Better to have those things separate than your 30x corpus.
It’s going to be an issue if you are retiring with less corpus like 20x or 10x or 15x. In which case, you will have to make sure that you also have some decent equity exposure to bump up your returns so that your corpus can last longer. We at Jagoinvestor are working on various strategies which can be used to make sure that the corpus last longer using an equity exposure and generating a regular stream of income for our clients.
Do let me know what your thoughts about this article are.

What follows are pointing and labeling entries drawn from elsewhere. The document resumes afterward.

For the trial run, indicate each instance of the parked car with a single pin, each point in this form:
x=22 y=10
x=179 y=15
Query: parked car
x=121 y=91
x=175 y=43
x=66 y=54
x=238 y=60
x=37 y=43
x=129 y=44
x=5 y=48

Also, if you are interested in the topic of retirement planning and want to listen to a casual but very detailed talk on this topic, do listen to my talk with P V Subramanyam where we have discussed various aspects about retirement
Disclaimer : Note that these calculations are highly complex at times and there are lots of things which contribute to the calculation. I don’t claim to have done things perfectly from statistical point of view. This article is only a basic calculation with some high level assumptions. Do talk to your financial advisor before creating your retirement strategy.